What Oxygen is good for is suggesting different strength-training moves. That's about it. I end up challenging everything else I read in the magazine because I know the Eat-Clean motives are a driving factor behind the piece.
The hard part is that all the magaine's contributors believe in consuming lots of grains, legumes and near-to-no-fat, but who am I to talk since I don't look like an Oxygen model [yet!]? My belief in a living a Primal lifestyle is routed in the proof that I've read from loads of sources, where Oxygen continues to use the same old rhetoric, remaining unchallenged by conventional wisdom.
When a curious reader writes in about the use of coconut oil due to its increasing popularity, the response is always "we recommend a diet low in saturated fat [and low-fat in general] and the impact of consuming coconut oil is unknown [lie!]"

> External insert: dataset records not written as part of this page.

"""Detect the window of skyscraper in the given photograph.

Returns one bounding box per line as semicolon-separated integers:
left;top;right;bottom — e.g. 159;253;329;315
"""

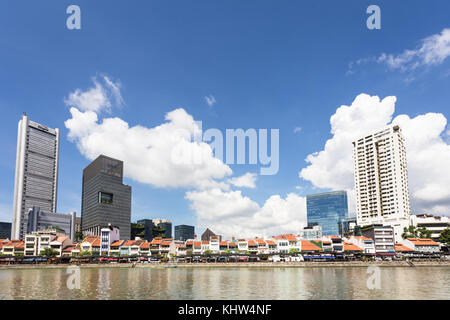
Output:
98;192;113;204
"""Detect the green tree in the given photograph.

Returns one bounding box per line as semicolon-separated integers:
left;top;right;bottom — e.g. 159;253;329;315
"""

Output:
40;248;58;257
80;250;92;257
439;228;450;246
75;231;83;241
402;226;432;239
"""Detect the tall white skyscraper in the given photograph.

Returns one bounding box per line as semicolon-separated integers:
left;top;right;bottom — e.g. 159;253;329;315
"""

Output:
11;114;59;239
353;125;411;241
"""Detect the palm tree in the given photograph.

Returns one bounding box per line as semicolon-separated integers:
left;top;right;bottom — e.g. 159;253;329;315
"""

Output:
40;248;58;257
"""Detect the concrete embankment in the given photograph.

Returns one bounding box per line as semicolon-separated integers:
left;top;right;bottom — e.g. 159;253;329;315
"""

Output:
0;261;450;270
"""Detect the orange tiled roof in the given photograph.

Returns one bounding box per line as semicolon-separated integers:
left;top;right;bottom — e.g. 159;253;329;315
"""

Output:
63;245;75;252
344;242;362;251
194;241;202;248
301;240;322;251
150;237;162;244
282;234;297;241
132;240;145;246
122;240;134;247
395;243;414;252
83;236;100;243
324;235;341;239
408;238;439;246
352;236;373;241
141;241;150;249
111;240;125;247
53;237;69;242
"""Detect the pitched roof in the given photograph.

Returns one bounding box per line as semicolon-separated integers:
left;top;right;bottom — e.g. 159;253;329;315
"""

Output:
395;243;414;252
344;242;362;251
110;240;125;247
122;240;134;247
194;241;202;248
408;238;439;246
83;236;100;244
141;241;150;249
301;240;322;251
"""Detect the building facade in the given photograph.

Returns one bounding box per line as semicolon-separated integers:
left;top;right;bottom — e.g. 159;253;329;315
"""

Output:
361;225;395;254
175;224;195;241
0;222;12;239
353;125;411;242
100;225;120;256
411;214;450;241
306;191;348;235
152;218;172;238
81;155;131;240
132;219;154;241
27;207;76;241
299;225;322;240
11;114;59;239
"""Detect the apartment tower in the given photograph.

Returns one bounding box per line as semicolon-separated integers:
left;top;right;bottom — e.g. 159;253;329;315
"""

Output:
353;125;411;241
11;114;59;239
81;155;131;240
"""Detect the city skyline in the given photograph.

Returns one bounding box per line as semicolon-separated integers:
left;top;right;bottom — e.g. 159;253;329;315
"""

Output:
0;1;450;240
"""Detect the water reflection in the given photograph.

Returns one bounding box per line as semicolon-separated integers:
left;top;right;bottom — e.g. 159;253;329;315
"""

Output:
0;267;450;300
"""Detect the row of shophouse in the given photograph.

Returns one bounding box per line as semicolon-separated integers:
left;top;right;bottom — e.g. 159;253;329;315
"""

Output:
0;230;441;257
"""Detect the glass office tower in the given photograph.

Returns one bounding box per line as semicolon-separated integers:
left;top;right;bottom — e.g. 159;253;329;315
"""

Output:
11;114;59;240
306;191;348;235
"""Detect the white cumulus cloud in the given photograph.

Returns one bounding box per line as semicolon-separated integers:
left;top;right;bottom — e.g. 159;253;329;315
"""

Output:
65;79;306;237
186;189;307;237
299;94;450;214
228;172;256;188
64;76;123;112
205;95;216;107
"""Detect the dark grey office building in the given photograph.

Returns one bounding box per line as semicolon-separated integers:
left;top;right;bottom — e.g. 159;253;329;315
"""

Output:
81;155;131;240
175;224;195;241
152;218;172;238
0;222;12;240
27;206;76;241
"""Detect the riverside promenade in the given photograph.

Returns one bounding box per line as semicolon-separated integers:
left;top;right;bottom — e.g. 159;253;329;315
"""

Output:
0;260;450;270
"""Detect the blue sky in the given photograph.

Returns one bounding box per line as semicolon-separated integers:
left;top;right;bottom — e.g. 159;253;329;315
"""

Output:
0;0;450;238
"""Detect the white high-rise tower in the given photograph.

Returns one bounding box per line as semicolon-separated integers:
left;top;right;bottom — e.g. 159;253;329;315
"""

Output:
353;125;411;241
11;114;59;239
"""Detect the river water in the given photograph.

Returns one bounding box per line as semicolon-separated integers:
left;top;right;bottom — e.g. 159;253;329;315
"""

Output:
0;267;450;300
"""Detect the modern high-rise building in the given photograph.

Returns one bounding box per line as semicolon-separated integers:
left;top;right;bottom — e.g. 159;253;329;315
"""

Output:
27;207;76;241
306;191;348;235
353;125;411;241
11;114;59;239
152;218;172;238
0;222;11;239
175;224;195;241
81;155;131;240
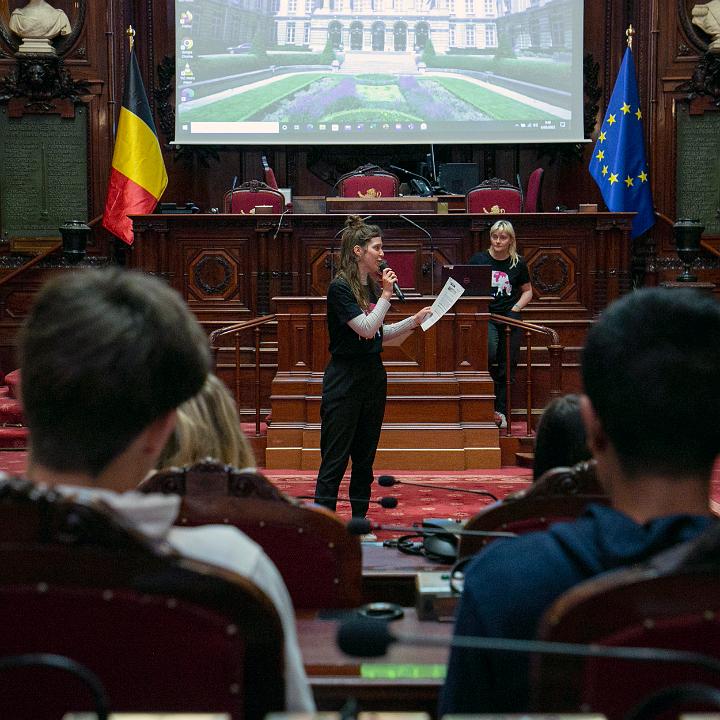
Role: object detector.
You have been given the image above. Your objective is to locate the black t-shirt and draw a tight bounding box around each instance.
[469,250,530,315]
[327,278,382,358]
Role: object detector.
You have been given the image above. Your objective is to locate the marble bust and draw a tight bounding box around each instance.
[10,0,71,40]
[692,0,720,55]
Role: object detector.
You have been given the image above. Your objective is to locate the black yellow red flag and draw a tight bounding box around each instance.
[103,50,167,245]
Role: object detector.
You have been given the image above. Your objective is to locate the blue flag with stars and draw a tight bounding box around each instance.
[590,48,655,238]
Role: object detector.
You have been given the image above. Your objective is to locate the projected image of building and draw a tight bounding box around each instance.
[176,0,583,144]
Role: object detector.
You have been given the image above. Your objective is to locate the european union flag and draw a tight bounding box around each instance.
[590,48,655,237]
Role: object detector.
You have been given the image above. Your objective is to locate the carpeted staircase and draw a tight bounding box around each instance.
[0,370,28,450]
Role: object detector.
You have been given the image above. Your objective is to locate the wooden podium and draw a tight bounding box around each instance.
[265,297,500,471]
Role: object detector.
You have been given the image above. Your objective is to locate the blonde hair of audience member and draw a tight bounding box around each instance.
[490,220,520,267]
[157,373,255,469]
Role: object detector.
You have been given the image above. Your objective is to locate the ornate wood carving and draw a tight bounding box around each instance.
[675,53,720,108]
[0,53,90,112]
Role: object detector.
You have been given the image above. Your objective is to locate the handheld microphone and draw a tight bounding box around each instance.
[346,518,517,537]
[378,475,497,501]
[378,260,405,302]
[295,495,398,509]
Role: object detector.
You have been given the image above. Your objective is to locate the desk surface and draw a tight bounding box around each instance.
[362,543,451,607]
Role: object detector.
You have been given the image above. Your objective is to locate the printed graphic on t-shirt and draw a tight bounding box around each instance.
[492,270,512,297]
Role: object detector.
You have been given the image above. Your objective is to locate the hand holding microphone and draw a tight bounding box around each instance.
[378,260,405,302]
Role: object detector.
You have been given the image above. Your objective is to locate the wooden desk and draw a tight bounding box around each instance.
[297,608,453,717]
[362,543,451,608]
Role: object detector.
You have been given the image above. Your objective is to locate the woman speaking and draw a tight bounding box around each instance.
[315,215,431,528]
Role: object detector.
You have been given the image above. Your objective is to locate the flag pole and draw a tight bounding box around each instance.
[625,23,635,50]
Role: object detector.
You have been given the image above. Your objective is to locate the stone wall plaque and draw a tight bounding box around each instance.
[676,103,720,235]
[0,105,88,244]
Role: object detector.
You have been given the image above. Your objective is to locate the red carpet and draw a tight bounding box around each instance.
[264,467,532,526]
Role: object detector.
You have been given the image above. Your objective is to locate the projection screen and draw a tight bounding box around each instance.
[175,0,583,145]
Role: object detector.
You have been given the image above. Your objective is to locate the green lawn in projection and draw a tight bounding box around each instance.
[181,72,564,124]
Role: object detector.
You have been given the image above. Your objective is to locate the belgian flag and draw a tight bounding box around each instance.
[103,50,167,245]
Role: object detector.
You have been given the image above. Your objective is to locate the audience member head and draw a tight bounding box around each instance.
[582,288,720,479]
[19,269,210,484]
[490,220,520,267]
[337,215,382,310]
[533,394,592,480]
[157,373,255,469]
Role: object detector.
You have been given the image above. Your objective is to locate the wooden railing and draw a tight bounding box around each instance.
[490,313,565,435]
[655,210,720,257]
[209,315,275,437]
[0,215,102,287]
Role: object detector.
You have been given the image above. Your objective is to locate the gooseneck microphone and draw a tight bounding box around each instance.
[346,518,517,537]
[336,618,720,672]
[295,495,398,509]
[378,475,497,501]
[378,260,405,302]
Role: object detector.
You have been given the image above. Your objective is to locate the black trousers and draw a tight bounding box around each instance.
[488,311,522,422]
[315,354,387,518]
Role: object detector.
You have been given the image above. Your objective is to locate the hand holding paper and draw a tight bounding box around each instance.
[420,278,465,330]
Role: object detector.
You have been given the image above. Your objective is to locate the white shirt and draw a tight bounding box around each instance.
[56,485,315,713]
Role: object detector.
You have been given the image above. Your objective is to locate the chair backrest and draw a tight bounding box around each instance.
[523,168,545,212]
[465,178,523,215]
[0,476,284,720]
[138,461,362,609]
[261,155,278,190]
[223,180,285,215]
[458,461,609,558]
[531,523,720,720]
[336,165,400,199]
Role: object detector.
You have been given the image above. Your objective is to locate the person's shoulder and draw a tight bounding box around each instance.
[327,275,352,295]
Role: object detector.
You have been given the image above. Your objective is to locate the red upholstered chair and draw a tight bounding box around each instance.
[531,522,720,720]
[523,168,545,212]
[223,180,285,215]
[336,165,400,199]
[138,462,362,609]
[465,178,523,215]
[0,476,284,720]
[458,460,609,558]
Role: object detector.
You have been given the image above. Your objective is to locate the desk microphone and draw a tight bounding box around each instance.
[336,618,720,673]
[346,518,517,537]
[378,260,405,302]
[295,495,398,509]
[378,475,497,501]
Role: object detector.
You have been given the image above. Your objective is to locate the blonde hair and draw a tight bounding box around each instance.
[490,220,520,267]
[335,215,382,310]
[156,373,255,469]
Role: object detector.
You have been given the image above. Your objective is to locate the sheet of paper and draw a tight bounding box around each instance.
[420,278,465,330]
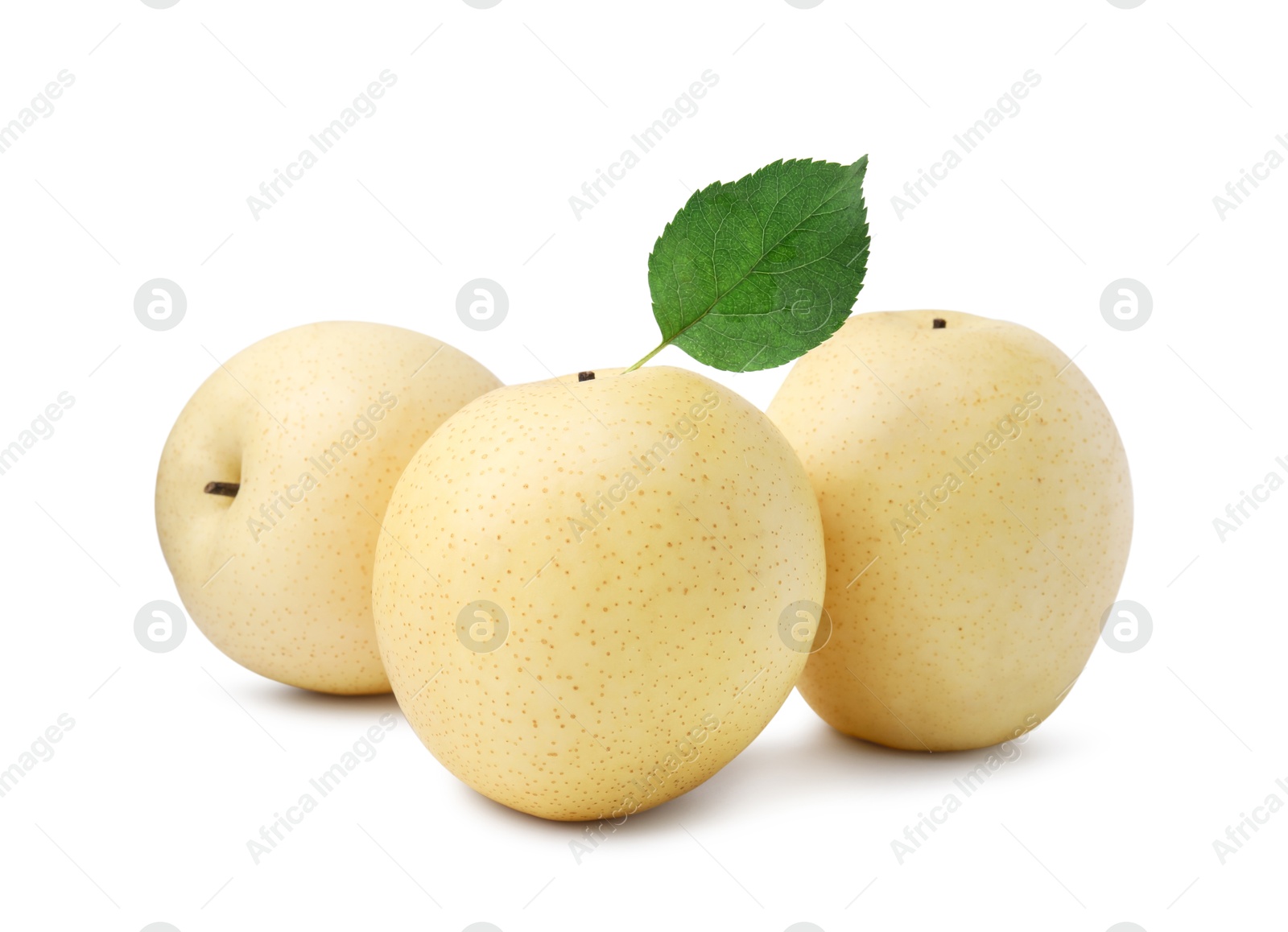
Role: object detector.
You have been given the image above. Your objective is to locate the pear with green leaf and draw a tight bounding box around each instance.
[374,159,868,824]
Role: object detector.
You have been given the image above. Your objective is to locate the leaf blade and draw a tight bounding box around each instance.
[649,156,869,371]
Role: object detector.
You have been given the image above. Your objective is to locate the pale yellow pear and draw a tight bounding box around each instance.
[769,310,1132,750]
[156,322,500,694]
[374,367,824,825]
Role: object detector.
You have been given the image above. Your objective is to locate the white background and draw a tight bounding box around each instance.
[0,0,1288,932]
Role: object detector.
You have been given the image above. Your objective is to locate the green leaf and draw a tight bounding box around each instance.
[631,156,871,372]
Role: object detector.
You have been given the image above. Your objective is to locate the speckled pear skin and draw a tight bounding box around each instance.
[374,367,824,820]
[769,310,1132,750]
[156,322,500,694]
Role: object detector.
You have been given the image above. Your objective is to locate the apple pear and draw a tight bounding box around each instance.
[156,322,500,694]
[769,310,1132,750]
[374,367,824,825]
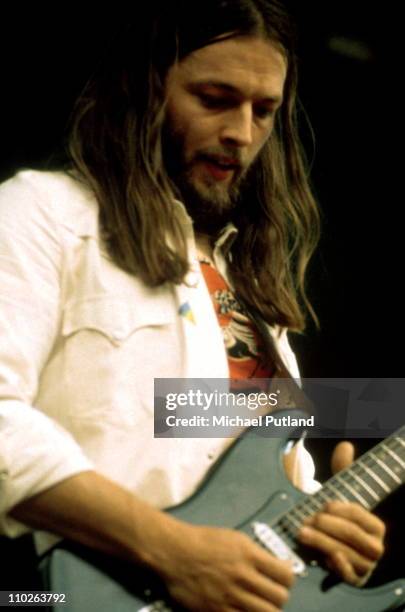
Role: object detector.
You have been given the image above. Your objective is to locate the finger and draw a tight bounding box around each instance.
[252,548,295,588]
[327,551,362,586]
[230,591,281,612]
[318,500,385,538]
[331,441,354,474]
[298,527,372,575]
[239,572,289,608]
[307,512,384,561]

The biggest thing for me is how I feel. While Eating Clean, I was constantly hungry and the mag told to eat every 2 hours so that I keep my energy up (code for needing to keep up my higher glucose levels so that I don't suffer from a sugar crash). For Primal eating, I eat when I'm hungry, and what I eat keeps me hungry for hours. It's by far the easiest way to eat and it's intuitive.
Menshealth.com |
I'm not saying that Oxygen is a bad magazine. I'm saying that it's a waste of money if you're living a Primal lifestyle, and if you hate advertising (an not just ads, it's the same old ads again and again). I think that I need a real health magazine. Oxygen only promotes and recognizes one type of lifestyle - and that is Eat-Clean. I'm sure they would scoff at Primal. And I'd retort by saying that Primal is cleaner than Eat-Clean.
Sorry Oxygen, it's time to move on. You're no longer good enough for me. You're cute though.